Büyük Önder Mustafa Kemal Atatürk 4 yıl gibi kısa sürede düşmanları yenilgiye uğratıp planlarını kursaklarında koymuştur. Geldikleri gibi gitmişler dünyanın en güzel ay yıldızlı bayrağımıza ve şanlı ordumuza selam vererek. Batıdaki Yunan denize dökülüp komutanları Trikopis esir edilmiş, Doğudaki Ermeni zoru görünce Anadolu’dan kaçmış, Kafkas İslam ordusu Nuri Paşa, 15. Kolordu komutanı Kazım Karabekir’e yenilip boylarının ölçünü almışlar.
Savaş meydanlarında dünyanın en güçlü en zalim ordularını yenen Mustafa Kemal Atatürk ve onun kahraman ordusu Mehmetçik ve asil Türk milleti, çağdaş ve demokratik Türkiye Cumhuriyetini kurarak hemen her alanda yenilik ve değişimler yapmıştır. Bunların içinde en önemlisi de eğitimdir. Asker üniformasını çıkaran Mustafa Kemal Atatürk kara tahtanın önüne geçip Başöğretmen olmuş, eğitimde geri bırakılan Türk milletini mutlu ve güzel geleceklere hazırlamıştır.
Kara önlüklü, mavi önlüklü, öğrenciler, Atasına inanmış, Cumhuriyet öğretmenleri, en ücra köylere kadar gidip, cumhuriyete, Atasına, milletine inanıp güvenen cumhuriyet nasilleri yetiştirmişlerdi. Onların akıllı tahtaları, görkemli binaları, servisleri, eğitim araç ve gereçleri yoktu. Yırtık çarıkları ve lastik ayakkabıları, tezekle ısınan yağmur yağınca damlayan vasat okul binaları vardı. Öğretmene hoca denilmez öğretmen denilirdi. En iyi maaşı öğretmen alırdı. Öğretmene, okula, okuyana büyük değer ve saygı vardı. Cumhuriyet öğretmenleri en ücra köylere kadar gidip karanlığa bir ateş yakıyorlardı.

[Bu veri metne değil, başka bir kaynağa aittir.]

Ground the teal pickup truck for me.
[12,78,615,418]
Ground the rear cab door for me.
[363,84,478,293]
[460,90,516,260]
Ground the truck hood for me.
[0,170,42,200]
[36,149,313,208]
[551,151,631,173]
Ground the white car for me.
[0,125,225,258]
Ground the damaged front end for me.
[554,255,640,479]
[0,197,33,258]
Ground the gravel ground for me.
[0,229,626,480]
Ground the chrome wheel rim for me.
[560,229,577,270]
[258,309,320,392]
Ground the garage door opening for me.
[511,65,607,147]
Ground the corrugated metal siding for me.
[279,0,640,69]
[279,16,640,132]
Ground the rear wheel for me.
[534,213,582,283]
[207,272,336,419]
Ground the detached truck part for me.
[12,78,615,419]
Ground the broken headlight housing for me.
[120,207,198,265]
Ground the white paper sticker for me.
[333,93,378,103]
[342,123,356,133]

Andımızı okur Türk olmanın onur ve gururunu taşıyorlardı. Atatürk köşesi büyük bir bayrak sevgisi vardı. Milli ve manevi bayramlar, önemli gün ve haftalar, yerli malı haftası bir başka kutlanır yaşatılırdı. Yediden yetmişe çalışan, üreten, milli ve manevi değerlerine bağlı, büyüklere saygı, küçüklere sevgi vardı. Azla yetinen, haddini ve sınırını bilen, Türk töresine göre yaşayan, paylaşan, misafirperver asil, soylu, yoksul, itaatkar, vefalı, geleceğe güvenle bakan altın bir nesil inşa ediliyordu.

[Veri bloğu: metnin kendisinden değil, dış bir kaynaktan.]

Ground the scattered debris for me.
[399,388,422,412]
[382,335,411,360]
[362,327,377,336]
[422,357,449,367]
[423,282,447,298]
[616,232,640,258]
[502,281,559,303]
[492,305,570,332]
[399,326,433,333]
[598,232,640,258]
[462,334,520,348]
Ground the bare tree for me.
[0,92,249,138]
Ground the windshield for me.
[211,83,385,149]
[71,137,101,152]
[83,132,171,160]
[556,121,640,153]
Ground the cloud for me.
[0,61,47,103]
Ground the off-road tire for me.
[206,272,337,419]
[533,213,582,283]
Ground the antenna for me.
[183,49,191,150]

O günün ilkokulu şimdinin ortaokulundan, lisesi de şimdinin üniversitesinden daha iyi eğitim veriyordu. 1927 nüfus sayımında Iğdır ilinde okur-yazar oranı; % 1,48’di. 356 erkek 17 kadın okur-yazardı. 1927 Iğdır’da ilkokul, 1932 ortaokul, 1965 yılında lise, 2008 yılında da Üniversite açıldı.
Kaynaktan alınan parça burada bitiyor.